Duke young and eager


DeMarcus Nelson has played on two Duke teams that advanced to the regional semifinals of the NCAA tournament.

For this year's Duke team, that makes him the unquestioned voice of experience.

Duke coach Mike Krzyzewski has won more NCAA tournament games than anyone in the sport's history. But his team this year has a surprising lack of postseason success on its roster: Seven of the 10 players in the rotation have never won a game in the NCAAs.

Entering the first round of the West Regional on Thursday against 15th-seeded Belmont in Washington, the two juniors and one senior at No. 2 seed Duke (27-5) are providing additional leadership as they chase the first Final Four of their careers.

"We have to lead first, with the guys (who) have experience, upperclassmen that have been in the position," said Nelson, the team's only senior on scholarship. "But at the same time, the younger guys have to come into the tournament excited. They should have a lot of enthusiasm, bring a lot of energy, and the older guys should be the ones poised, very confident and leading the younger guys. So we should have a pretty good blend, and they should go hand-in-hand."
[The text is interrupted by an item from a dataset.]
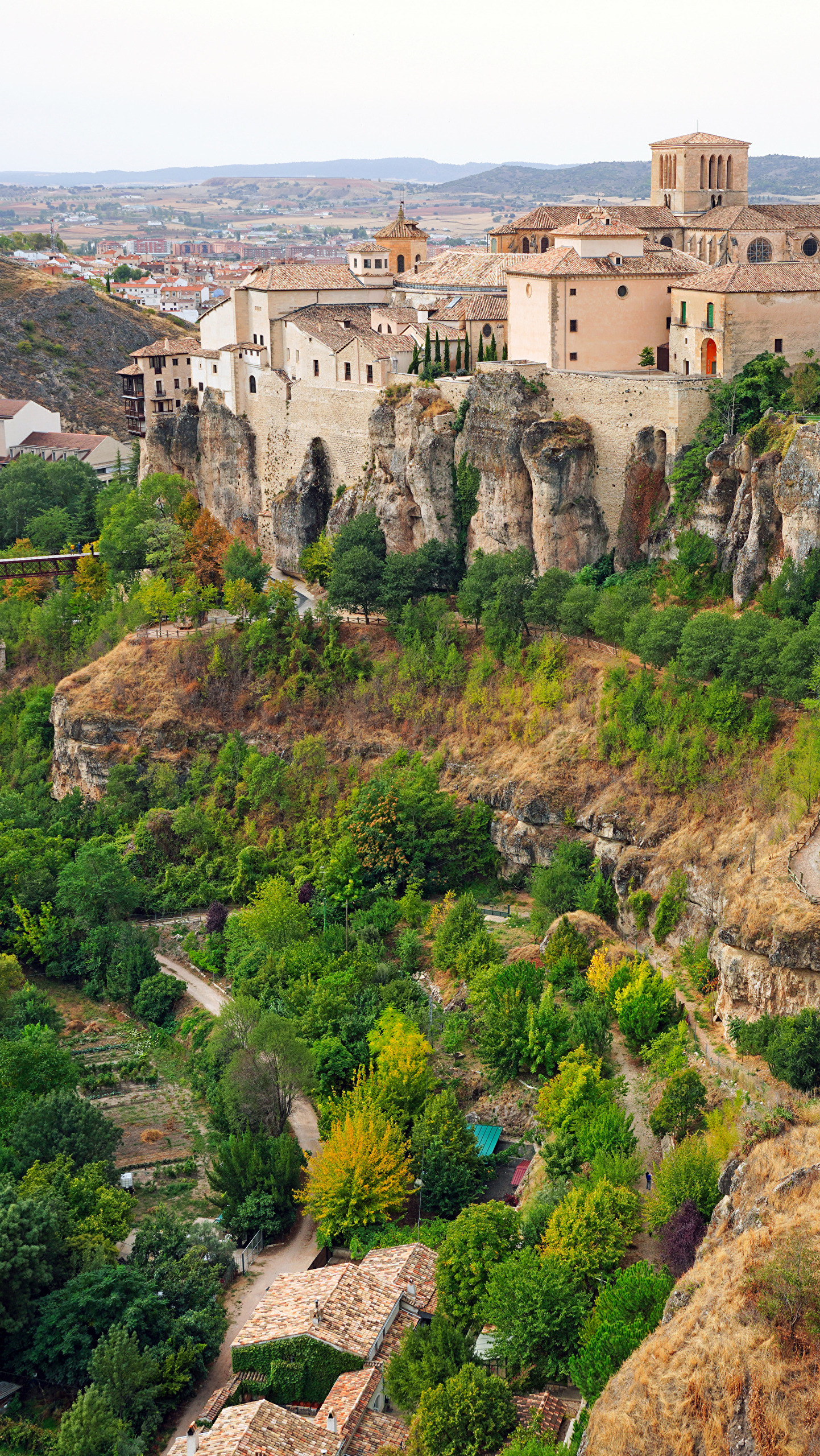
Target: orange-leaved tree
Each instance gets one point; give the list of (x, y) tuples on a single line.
[(359, 1175)]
A lack of NCAA experience would seem unthinkable at the elite program that under Krzyzewski has captured three national titles, reached 10 Final Fours and won at least one NCAA tournament game every postseason from 1997 until last season. This is Krzyzewski's 24th tournament appearance, and his 68 victories are the most of any coach in Division I history.

Juniors Greg Paulus and David McClure were part of two of those wins in 2006, when the top-seeded Blue Devils reached the round of 16. Nelson also was on the 2005 team that advanced out of the first weekend before falling in the regional semifinals, but he was still in high school in 2004, the last time Duke reached the Final Four.

The Blue Devils have three freshmen and four sophomores, the latter of whom have no NCAA tournament experience outside of last year's upset loss to Virginia Commonwealth in the first round.

"Our freshman and sophomore class has not won an NCAA game, so they're excited," Krzyzewski said. "I've got to be as excited, although I've been part of over 60 NCAA wins. That's what I get. Forget about what any of (the experts) predict for us. It really doesn't make any difference, as long as we are able to understand those type (of things) and I'm able to create that internal environment for our guys.

The players and coaches also are coming to grips with the fact that playing at Duke means chasing the ghosts of Christian Laettner and Grant Hill. The Blue Devils' consistently high level of success through the years means undefeated starts, top-five rankings and long winning streaks no longer catch anybody off guard.

"There will never be a (Duke) team that surprises, because of our name," Krzyzewski said. "I'm not knocking it (but) they would be written up differently. Just like last year's team with no seniors, (a record of) 22-11, it's a down year, whereas other people have freshmen and sophomores and they make the NIT and it's a great year.

"That's what happens, so I have to make sure that (the players) know how I feel and we feel about them. No one's started the year talking about us winning the national title, but when we won, no one really wants to talk about that that much. And then you lose. That's the cycle we're in."

Sophomore guard Jon Scheyer is eager to accept that challenge and make up for last year's shortcomings &

most notably, how VCU's Eric Maynor pulled up and knocked down the game-winning jumper over him to give the Blue Devils their first one-and-done in the NCAAs since 1996.

"We haven't won a game in the NCAA tournament (and) that's something I've always dreamed about," Scheyer said. "Playing in the tournament and winning games, going to Final Fours. For me and I know for ... my class, we're definitely really excited about playing in it this year."